Results found the following:

  • 23.4% of the patients were in need of close monitoring but not ICU-level care,
  • 20.9% of the patients were critically ill but unlikely to recover because they had underlying illnesses or severity of acute illness, and
  • in 8%, death was imminent or the same outcomes were expected in non-ICU care.

"Our study found over 50% of patients admitted to the ICU were categorized into groups suggesting that they were potentially either too well or too sick to benefit from ICU care or could have received equivalent care in non-ICU settings," explained corresponding author Dong W. Chang, MD, an LA BioMed researcher. "This research indicates that ICU care is inefficient because it is devoting substantial resources to patients who are less likely to benefit from this level of care. These findings are a concern for patients, providers, and the healthcare system because ICU care is frequently invasive and comes at a substantial cost."

Calculating the number of days each of the patients in the study spent in an ICU, researchers found that nearly 65% of the total number was allocated to care that was considered discretionary monitoring, had a low likelihood of benefit despite critical illness, or would have been manageable in non-ICU settings.
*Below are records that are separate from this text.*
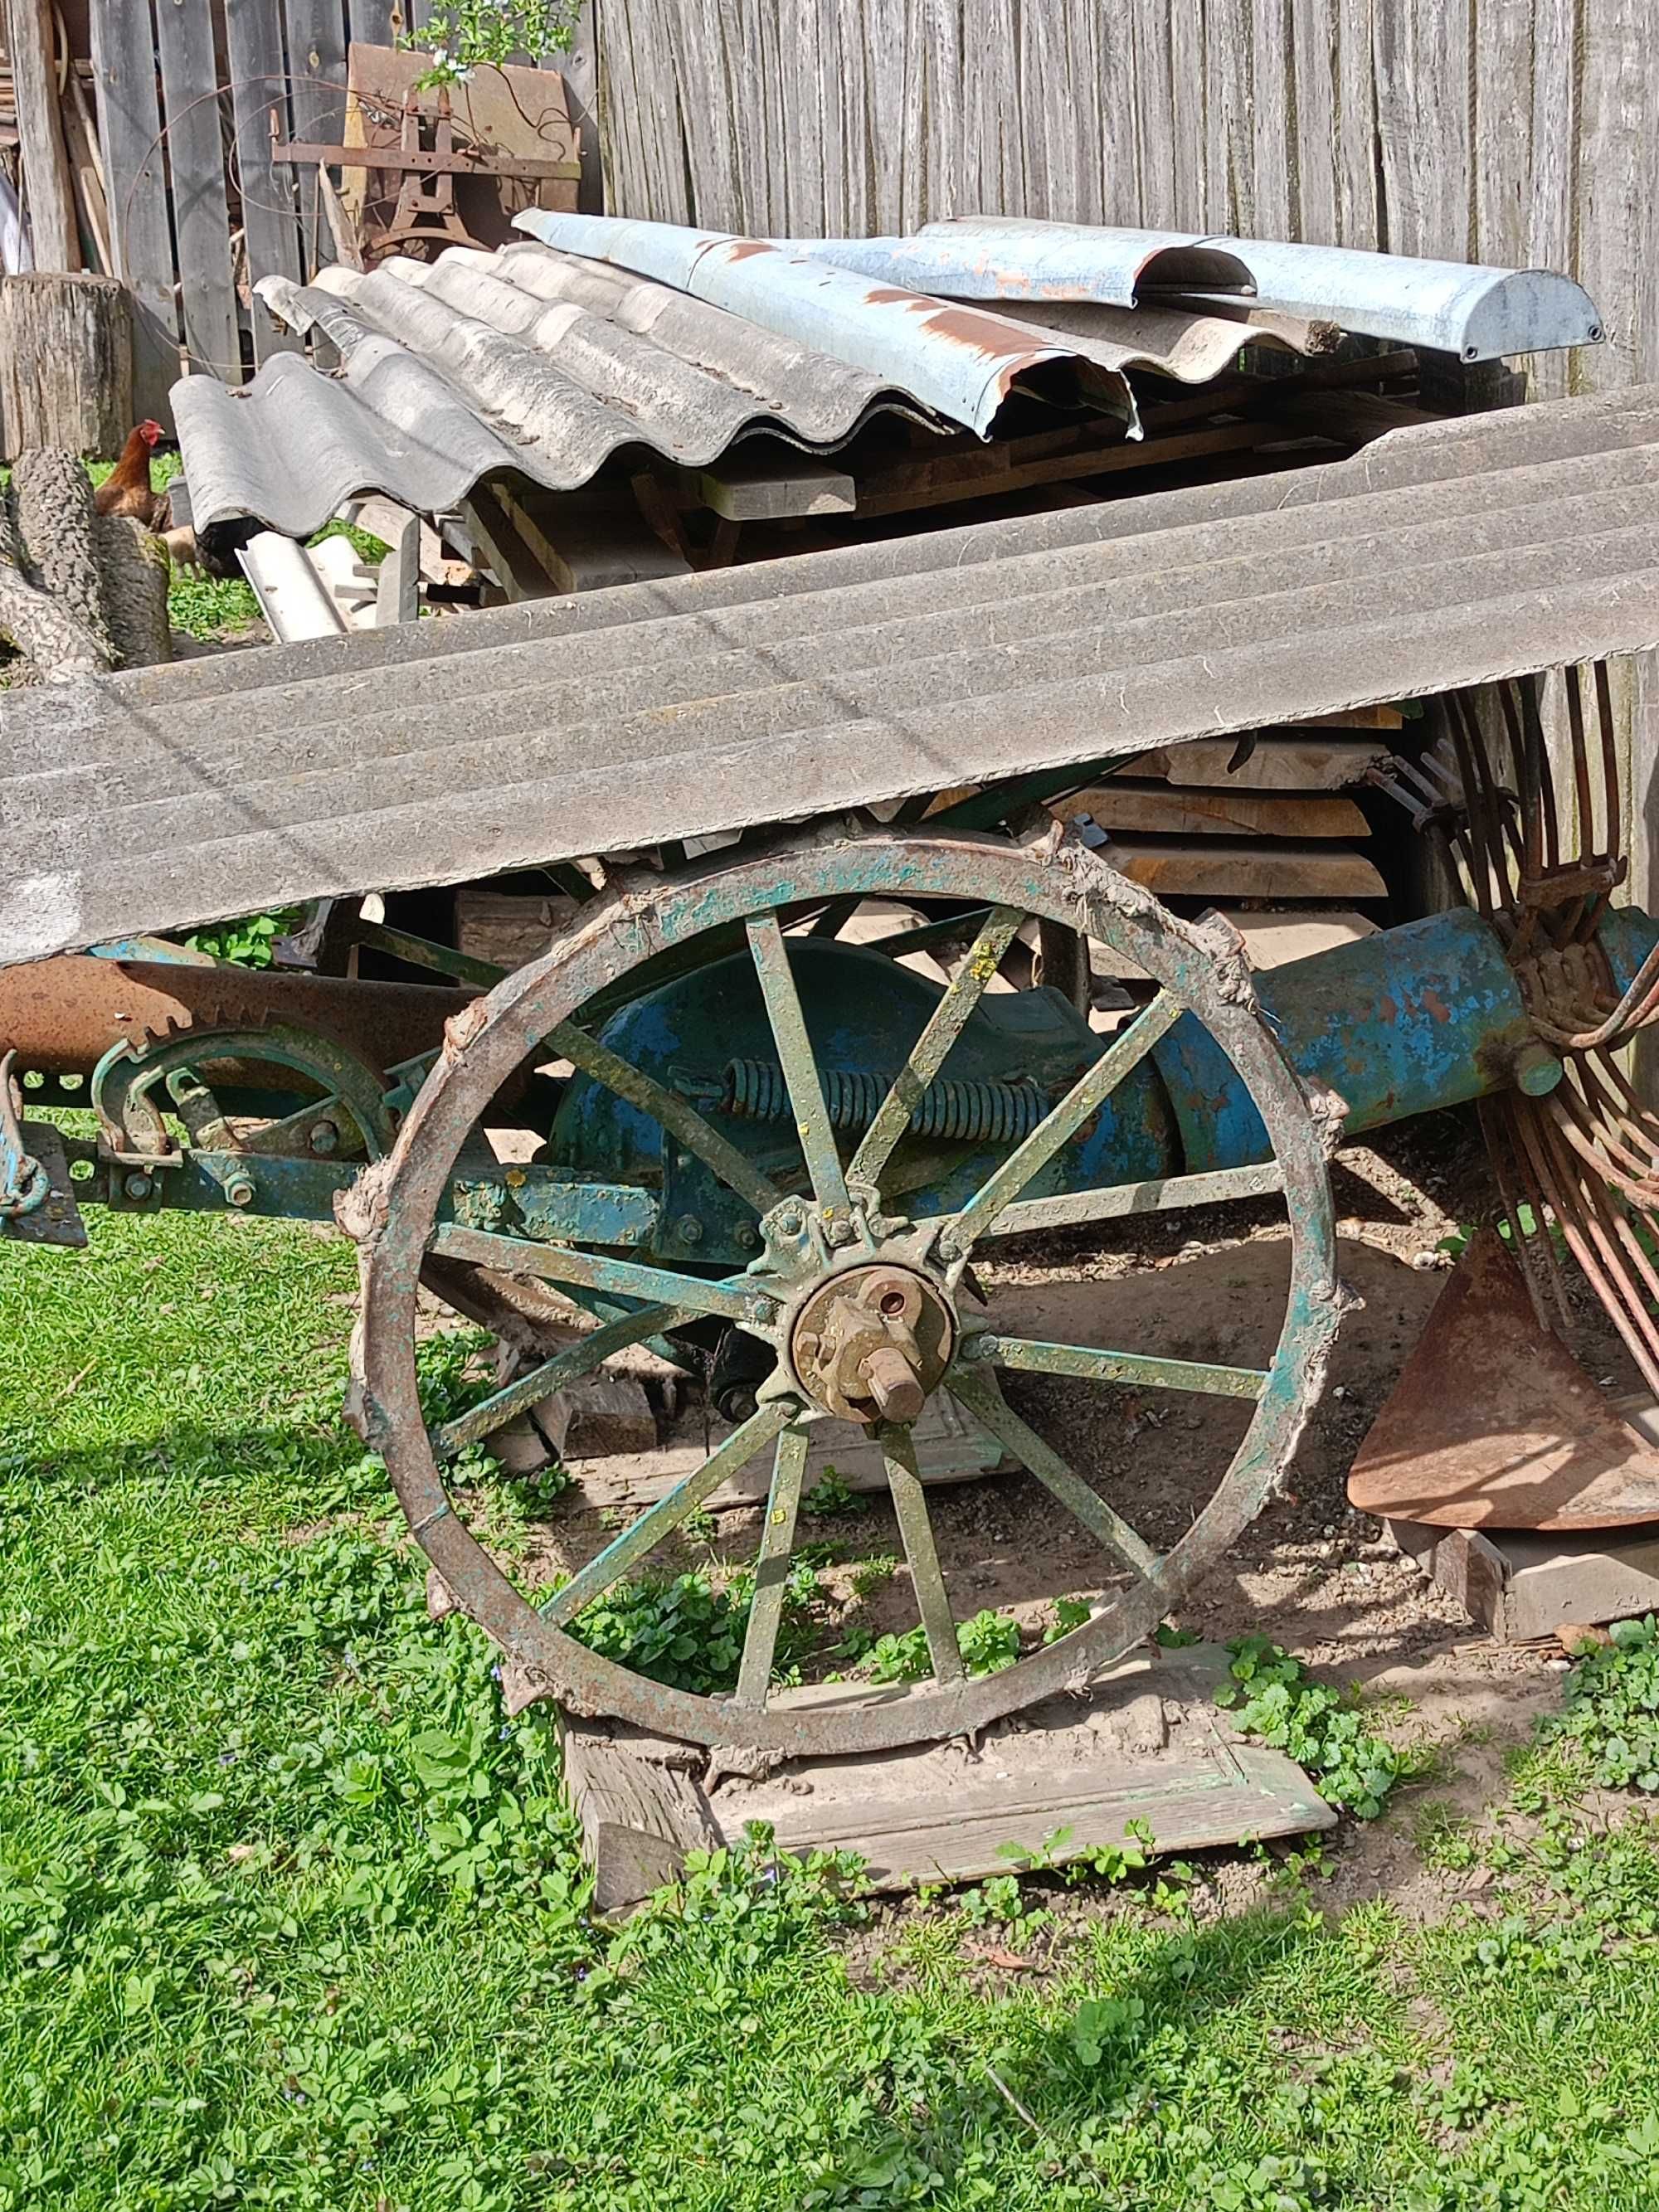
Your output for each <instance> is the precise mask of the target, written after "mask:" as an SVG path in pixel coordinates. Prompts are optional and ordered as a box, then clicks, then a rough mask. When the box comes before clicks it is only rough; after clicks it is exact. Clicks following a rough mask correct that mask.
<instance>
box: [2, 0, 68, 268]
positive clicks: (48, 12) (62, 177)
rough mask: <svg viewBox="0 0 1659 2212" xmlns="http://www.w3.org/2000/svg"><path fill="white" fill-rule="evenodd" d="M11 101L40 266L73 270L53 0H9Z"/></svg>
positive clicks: (67, 170)
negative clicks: (58, 78)
mask: <svg viewBox="0 0 1659 2212" xmlns="http://www.w3.org/2000/svg"><path fill="white" fill-rule="evenodd" d="M0 20H2V22H4V24H7V31H9V60H11V104H13V111H15V117H18V146H20V150H22V188H24V201H27V206H29V234H31V239H33V248H35V268H38V270H62V272H73V270H77V268H80V265H82V259H80V226H77V223H75V186H73V179H71V175H69V153H66V148H64V133H62V126H60V122H58V80H55V71H53V60H55V53H53V46H55V40H53V11H51V0H7V7H4V13H2V15H0Z"/></svg>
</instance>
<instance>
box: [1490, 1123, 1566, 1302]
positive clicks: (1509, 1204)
mask: <svg viewBox="0 0 1659 2212" xmlns="http://www.w3.org/2000/svg"><path fill="white" fill-rule="evenodd" d="M1478 1110H1480V1126H1482V1133H1484V1137H1486V1157H1489V1159H1491V1164H1493V1175H1495V1179H1498V1199H1500V1203H1502V1208H1504V1217H1506V1219H1509V1232H1511V1250H1513V1252H1515V1259H1517V1261H1520V1272H1522V1279H1524V1283H1526V1294H1528V1298H1531V1301H1533V1314H1535V1316H1537V1325H1540V1329H1553V1327H1555V1321H1553V1318H1551V1314H1548V1312H1546V1298H1544V1290H1542V1285H1540V1272H1542V1276H1544V1281H1548V1290H1551V1301H1548V1303H1553V1307H1555V1316H1559V1323H1562V1327H1571V1325H1573V1310H1571V1307H1568V1303H1566V1283H1564V1281H1562V1265H1559V1261H1557V1259H1555V1245H1553V1243H1551V1232H1548V1225H1546V1221H1544V1192H1542V1190H1540V1188H1537V1183H1533V1181H1531V1177H1528V1170H1526V1164H1524V1159H1522V1157H1520V1137H1517V1135H1515V1130H1513V1128H1511V1126H1509V1113H1506V1104H1504V1102H1500V1099H1482V1102H1480V1108H1478ZM1522 1206H1526V1208H1528V1212H1531V1217H1533V1230H1531V1232H1528V1230H1526V1223H1524V1221H1522ZM1540 1245H1542V1252H1544V1265H1542V1270H1540Z"/></svg>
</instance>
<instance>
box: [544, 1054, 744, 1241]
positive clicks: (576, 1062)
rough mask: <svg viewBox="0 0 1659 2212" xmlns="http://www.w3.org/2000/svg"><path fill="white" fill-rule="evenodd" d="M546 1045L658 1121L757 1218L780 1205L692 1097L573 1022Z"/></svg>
mask: <svg viewBox="0 0 1659 2212" xmlns="http://www.w3.org/2000/svg"><path fill="white" fill-rule="evenodd" d="M546 1042H549V1046H551V1048H553V1051H555V1053H560V1055H562V1057H564V1060H568V1062H571V1064H573V1066H577V1068H582V1073H584V1075H591V1077H593V1079H595V1084H604V1086H606V1091H615V1093H617V1097H622V1099H626V1102H628V1104H630V1106H637V1108H639V1113H648V1115H650V1119H653V1121H661V1126H664V1128H666V1130H668V1135H670V1137H675V1139H677V1141H679V1144H684V1146H686V1150H688V1152H695V1155H697V1159H701V1164H703V1166H706V1168H708V1170H710V1172H712V1175H719V1179H721V1181H723V1183H728V1186H730V1188H732V1190H734V1192H737V1194H739V1197H741V1199H748V1203H750V1206H752V1208H754V1212H757V1214H768V1212H770V1210H772V1208H774V1206H779V1203H781V1199H783V1192H781V1190H779V1186H776V1183H772V1181H768V1177H765V1175H761V1170H759V1168H757V1166H754V1161H752V1159H745V1157H743V1155H741V1152H739V1150H737V1146H734V1144H732V1141H730V1139H728V1137H721V1133H719V1130H717V1128H714V1126H712V1124H710V1121H706V1119H703V1117H701V1115H699V1113H697V1108H695V1106H692V1104H690V1099H681V1097H677V1093H672V1091H668V1088H664V1084H659V1082H657V1079H655V1075H646V1071H644V1068H637V1066H635V1064H633V1062H630V1060H624V1057H622V1053H613V1051H611V1046H608V1044H599V1040H597V1037H591V1035H588V1033H586V1029H577V1024H575V1022H560V1026H557V1029H555V1031H551V1035H549V1040H546Z"/></svg>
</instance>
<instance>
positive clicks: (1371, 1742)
mask: <svg viewBox="0 0 1659 2212" xmlns="http://www.w3.org/2000/svg"><path fill="white" fill-rule="evenodd" d="M1228 1652H1230V1661H1232V1663H1230V1668H1228V1674H1230V1679H1228V1681H1225V1683H1223V1686H1221V1688H1219V1690H1217V1705H1228V1708H1232V1712H1234V1719H1237V1723H1239V1728H1241V1730H1243V1732H1245V1734H1248V1736H1259V1739H1261V1741H1263V1743H1270V1745H1272V1747H1274V1750H1279V1752H1285V1754H1287V1756H1290V1759H1294V1761H1296V1763H1298V1765H1303V1767H1307V1774H1310V1776H1312V1781H1314V1787H1316V1790H1318V1794H1321V1796H1323V1798H1325V1803H1327V1805H1338V1807H1347V1812H1352V1814H1356V1816H1358V1818H1360V1820H1374V1818H1376V1816H1378V1814H1380V1812H1383V1803H1385V1798H1387V1794H1389V1792H1391V1790H1394V1785H1396V1783H1398V1781H1400V1776H1402V1774H1405V1772H1407V1759H1405V1754H1402V1752H1398V1750H1396V1747H1394V1745H1391V1743H1387V1741H1385V1739H1383V1736H1376V1734H1371V1730H1369V1728H1367V1725H1365V1719H1363V1717H1360V1714H1358V1712H1356V1710H1354V1705H1352V1701H1349V1699H1347V1697H1345V1694H1343V1692H1340V1690H1329V1688H1327V1686H1325V1683H1318V1681H1314V1679H1312V1674H1310V1672H1307V1668H1305V1666H1303V1663H1301V1659H1292V1657H1290V1655H1287V1652H1285V1650H1281V1648H1279V1644H1270V1641H1267V1639H1265V1637H1243V1639H1241V1641H1239V1644H1230V1646H1228Z"/></svg>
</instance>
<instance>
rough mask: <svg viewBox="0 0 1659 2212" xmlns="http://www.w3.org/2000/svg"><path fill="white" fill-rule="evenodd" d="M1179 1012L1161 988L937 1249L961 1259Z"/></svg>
mask: <svg viewBox="0 0 1659 2212" xmlns="http://www.w3.org/2000/svg"><path fill="white" fill-rule="evenodd" d="M1183 1011H1186V1009H1183V1006H1181V1000H1179V998H1175V993H1172V991H1159V993H1157V998H1155V1000H1152V1002H1150V1004H1148V1006H1146V1009H1144V1011H1141V1013H1137V1015H1135V1020H1133V1022H1130V1024H1128V1029H1126V1031H1121V1033H1119V1037H1117V1040H1115V1044H1113V1046H1110V1048H1108V1051H1104V1053H1102V1055H1099V1060H1097V1062H1095V1064H1093V1068H1086V1071H1084V1073H1082V1077H1079V1079H1077V1082H1075V1084H1073V1086H1071V1091H1068V1093H1066V1095H1064V1099H1060V1104H1057V1106H1053V1108H1051V1110H1048V1113H1046V1115H1044V1119H1042V1121H1037V1126H1035V1128H1033V1130H1031V1135H1029V1137H1026V1139H1022V1144H1018V1146H1015V1148H1013V1152H1009V1157H1006V1159H1004V1161H1002V1166H1000V1168H995V1170H993V1172H991V1175H989V1177H987V1179H984V1181H982V1183H980V1188H978V1190H975V1192H973V1197H971V1199H969V1201H967V1206H964V1208H962V1210H960V1212H958V1214H956V1219H953V1221H949V1223H947V1225H945V1234H942V1241H940V1250H942V1252H945V1254H947V1259H964V1256H967V1254H969V1252H971V1250H973V1243H975V1239H980V1237H984V1234H987V1230H989V1228H991V1223H993V1221H995V1217H998V1214H1000V1212H1002V1208H1004V1206H1011V1203H1013V1201H1015V1199H1018V1197H1020V1192H1022V1190H1024V1188H1026V1183H1029V1181H1031V1177H1033V1175H1037V1172H1040V1170H1042V1168H1044V1166H1046V1164H1048V1161H1051V1159H1053V1157H1055V1152H1057V1150H1060V1148H1062V1144H1071V1139H1073V1137H1075V1135H1077V1130H1079V1128H1082V1126H1084V1121H1086V1119H1088V1117H1091V1115H1093V1113H1097V1110H1099V1106H1102V1102H1104V1099H1106V1097H1110V1093H1113V1091H1115V1088H1117V1086H1119V1084H1121V1079H1124V1077H1126V1075H1128V1073H1130V1068H1135V1066H1137V1064H1139V1062H1141V1060H1146V1055H1148V1053H1150V1051H1152V1046H1155V1044H1157V1042H1159V1037H1161V1035H1164V1033H1166V1031H1168V1029H1172V1026H1175V1024H1177V1022H1179V1020H1181V1013H1183Z"/></svg>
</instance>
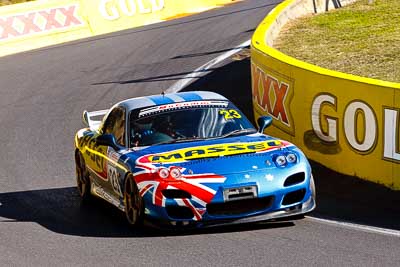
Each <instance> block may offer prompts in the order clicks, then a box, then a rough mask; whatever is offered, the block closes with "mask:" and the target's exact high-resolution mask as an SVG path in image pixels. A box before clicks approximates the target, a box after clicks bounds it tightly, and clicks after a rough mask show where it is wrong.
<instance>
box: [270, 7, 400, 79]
mask: <svg viewBox="0 0 400 267" xmlns="http://www.w3.org/2000/svg"><path fill="white" fill-rule="evenodd" d="M368 2H369V1H368V0H359V1H357V2H356V3H354V4H352V5H349V6H346V7H343V8H341V9H337V10H333V11H329V12H327V13H323V14H318V15H310V16H307V17H304V18H300V19H298V20H295V21H292V22H290V23H288V24H287V25H285V27H284V28H283V30H282V31H281V33H280V35H279V37H278V39H277V40H276V41H275V43H274V47H275V48H276V49H278V50H280V51H282V52H283V53H285V54H287V55H290V56H292V57H295V58H297V59H300V60H302V61H306V62H308V63H312V64H315V65H317V66H321V67H324V68H328V69H332V70H337V71H341V72H345V73H350V74H354V75H359V76H364V77H369V78H374V79H380V80H386V81H392V82H400V26H399V25H400V1H399V0H373V3H372V4H368Z"/></svg>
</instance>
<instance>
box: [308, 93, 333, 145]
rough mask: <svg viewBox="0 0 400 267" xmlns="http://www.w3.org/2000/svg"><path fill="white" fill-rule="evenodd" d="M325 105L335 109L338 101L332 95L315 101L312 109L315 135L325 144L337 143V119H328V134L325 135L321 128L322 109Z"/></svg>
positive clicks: (316, 97) (314, 101)
mask: <svg viewBox="0 0 400 267" xmlns="http://www.w3.org/2000/svg"><path fill="white" fill-rule="evenodd" d="M323 104H329V105H331V106H333V107H335V110H336V99H335V98H334V97H333V96H331V95H320V96H318V97H316V98H315V99H314V102H313V104H312V108H311V123H312V127H313V130H314V132H315V134H316V135H317V136H318V137H319V138H320V139H321V140H323V141H325V142H336V141H337V119H336V118H329V117H326V121H327V124H328V132H326V133H324V132H323V131H322V128H321V108H322V105H323Z"/></svg>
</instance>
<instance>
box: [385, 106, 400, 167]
mask: <svg viewBox="0 0 400 267" xmlns="http://www.w3.org/2000/svg"><path fill="white" fill-rule="evenodd" d="M384 115H385V135H384V148H383V156H384V157H385V158H388V159H394V160H399V161H400V153H399V152H397V151H396V148H398V146H399V140H398V139H397V138H396V137H400V134H399V132H400V129H399V128H400V125H399V111H397V110H392V109H386V108H385V109H384Z"/></svg>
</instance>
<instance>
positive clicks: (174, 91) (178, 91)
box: [166, 40, 251, 93]
mask: <svg viewBox="0 0 400 267" xmlns="http://www.w3.org/2000/svg"><path fill="white" fill-rule="evenodd" d="M250 42H251V40H247V41H246V42H244V43H241V44H240V45H238V46H236V47H235V48H233V49H231V50H229V51H228V52H225V53H223V54H222V55H220V56H218V57H216V58H214V59H213V60H210V61H209V62H207V63H206V64H204V65H202V66H200V67H198V68H197V69H195V70H194V71H192V72H191V73H189V74H187V75H185V76H184V77H183V78H182V79H181V80H179V81H178V82H176V83H174V84H173V85H172V86H171V87H170V88H168V89H167V91H166V93H177V92H179V91H181V90H182V89H183V88H185V87H186V86H187V85H188V84H189V83H191V82H192V81H193V80H195V79H198V78H200V77H201V76H202V75H203V74H204V73H205V72H207V71H208V70H209V69H210V68H211V67H213V66H215V65H217V64H218V63H220V62H222V61H224V60H225V59H227V58H228V57H230V56H232V55H234V54H236V53H238V52H240V51H241V50H242V49H243V48H246V47H247V46H249V45H250Z"/></svg>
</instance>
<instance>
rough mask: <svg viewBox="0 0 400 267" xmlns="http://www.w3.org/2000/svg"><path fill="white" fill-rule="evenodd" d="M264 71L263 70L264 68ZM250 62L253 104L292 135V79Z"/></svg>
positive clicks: (274, 122) (293, 128) (279, 127)
mask: <svg viewBox="0 0 400 267" xmlns="http://www.w3.org/2000/svg"><path fill="white" fill-rule="evenodd" d="M263 69H264V70H266V71H264V70H263ZM263 69H261V68H260V67H258V66H257V65H256V64H254V63H253V62H252V63H251V76H252V95H253V103H254V105H255V106H256V107H257V108H258V109H260V110H262V113H268V114H269V115H270V116H272V117H273V118H274V119H275V120H274V121H273V124H274V125H275V126H276V127H278V128H279V129H281V130H282V131H284V132H287V133H288V134H290V135H292V136H294V123H293V120H292V117H291V114H290V109H289V105H290V102H291V99H292V97H293V92H292V91H293V87H294V81H293V79H290V78H288V77H285V76H283V75H282V74H278V73H274V72H273V71H272V70H268V68H265V67H263Z"/></svg>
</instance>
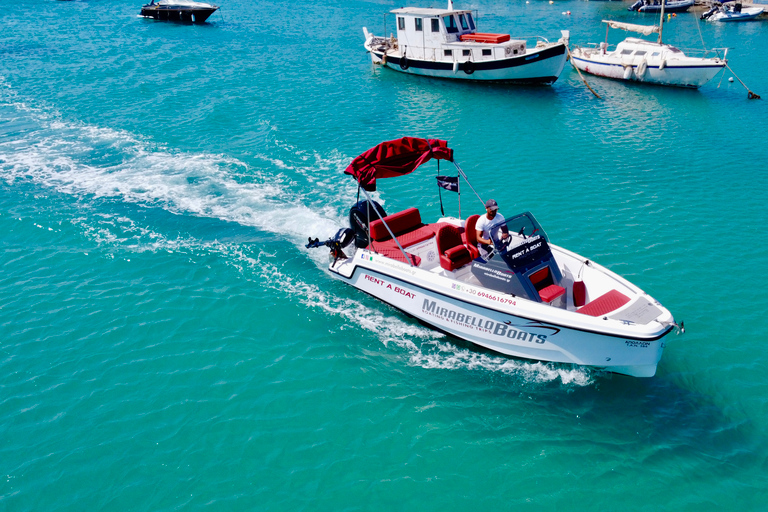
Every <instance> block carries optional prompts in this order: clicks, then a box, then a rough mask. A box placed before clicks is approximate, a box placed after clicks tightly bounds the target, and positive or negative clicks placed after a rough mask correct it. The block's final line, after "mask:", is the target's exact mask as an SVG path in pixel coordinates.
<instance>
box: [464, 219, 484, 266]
mask: <svg viewBox="0 0 768 512" xmlns="http://www.w3.org/2000/svg"><path fill="white" fill-rule="evenodd" d="M479 218H480V216H479V215H472V216H471V217H469V218H468V219H467V222H466V224H464V233H462V235H461V239H462V240H463V241H464V243H465V244H466V246H467V250H469V255H470V256H471V257H472V259H473V260H474V259H477V258H479V257H480V249H478V248H477V229H475V225H476V224H477V219H479Z"/></svg>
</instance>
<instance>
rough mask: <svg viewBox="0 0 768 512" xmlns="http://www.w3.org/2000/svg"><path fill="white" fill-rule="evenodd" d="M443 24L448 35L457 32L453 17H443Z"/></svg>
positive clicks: (453, 17)
mask: <svg viewBox="0 0 768 512" xmlns="http://www.w3.org/2000/svg"><path fill="white" fill-rule="evenodd" d="M443 22H444V23H445V30H446V32H448V33H449V34H454V33H456V32H458V31H459V27H457V26H456V18H454V17H453V15H450V14H449V15H448V16H443Z"/></svg>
"While this is a study of just one hospital and results may differ at other medical centers, we suspect that these characteristics of ICU utilization are commonplace and prevalent in many institutions," Chang added.

Study authors conceded that the research would not apply in all settings, adding that, in some hospitals, the ICU could be the most appropriate level of care because other alternatives simply aren’t available.

"However, there is likely to be a subset of patients in which ICU care leads to unwanted, invasive care without significant clinical benefit,” Chang said. "Refining our ability to identify these patients and developing approaches to improve ICU utilization for those patients are important steps to assure the best care for patients and the most efficient use of the healthcare system's limited resources."